Known for her sharpshooting, Kanta Wazir worked for defending women’s honour & dignity in J&K | India News – Times of India



NEW DELHI: Kanta Wazir was pursuing her FA (Fellow of Arts) in 1947-48 when she was influenced by the progressive ideology and joined the Women’s Self Defense Corps (WSDC), the women’s wing of the National militia. The WSDC was raised during the turbulent times when Pakistan-led tribal raiders invaded Jammu and Kashmir. With zeal to serve the motherland, Kanta Wazir – born in Srinagar in 1930 – joined the women’s militia and enlisted herself for training in the use of firearms. Empowerment of women was a major concern when the raiders, commanded by Major General Akbar Khan of the Pakistan army, crossed the border and entered Muzaffarabad on October 22, 1947. Hence, came up the exclusive militia (WSDC) to save lives as well as the honour of women.

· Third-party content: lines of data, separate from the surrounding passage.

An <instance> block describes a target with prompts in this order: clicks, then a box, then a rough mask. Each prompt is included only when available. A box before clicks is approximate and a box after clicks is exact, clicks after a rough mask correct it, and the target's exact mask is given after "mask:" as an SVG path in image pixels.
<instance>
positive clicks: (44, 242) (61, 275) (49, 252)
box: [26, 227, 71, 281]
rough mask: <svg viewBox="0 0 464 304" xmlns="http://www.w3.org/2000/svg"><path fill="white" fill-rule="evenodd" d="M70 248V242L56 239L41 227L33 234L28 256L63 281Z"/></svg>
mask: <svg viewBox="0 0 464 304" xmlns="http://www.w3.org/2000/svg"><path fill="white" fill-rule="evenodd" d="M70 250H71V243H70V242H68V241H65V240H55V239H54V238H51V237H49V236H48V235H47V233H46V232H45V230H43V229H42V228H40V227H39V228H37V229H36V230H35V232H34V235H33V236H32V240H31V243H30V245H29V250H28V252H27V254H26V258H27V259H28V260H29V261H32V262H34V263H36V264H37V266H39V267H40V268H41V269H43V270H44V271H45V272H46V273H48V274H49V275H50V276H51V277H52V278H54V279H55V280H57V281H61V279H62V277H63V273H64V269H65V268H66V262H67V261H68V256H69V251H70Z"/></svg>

The intended role of Women’s Self Defense Corps was to train women in the use of firearms so as to defend themselves against the raiders. Wazir shunned away the conservative ideology of the traditional Kashmir society and turned this challenge into an opportunity to serve the common mission of defending women’s honour and dignity by bearing arms. Kanta Wazir, along with other volunteers, got her training in use of firearms including shooting with 303 rifles, sten guns, Bren guns and pistols at Gole Bagh, later named Usman Zanana Park after Brigadier Usman – the hero of the Battle of Jhangar. She became a popular name in the first battalion of women militia named as Mukta battalion. Known for her sharpshooting, Wazir displayed her marksmanship in several firing competitions. Her expertise even entitled her to three packets of salt, a rare commodity in Srinagar in 1947 because of the economic blockade caused by Pakistan which led to the suspension of the supply of essential commodities in Jammu and Kashmir. Kanta Wazir along with other militia women delivered basic humanitarian services to dislocated individuals and families who thronged to seek shelter in Srinagar city. They also went to offer support and look after women who were raped and molested. In the 1990s, Wazir along with her family shifted to New Delhi.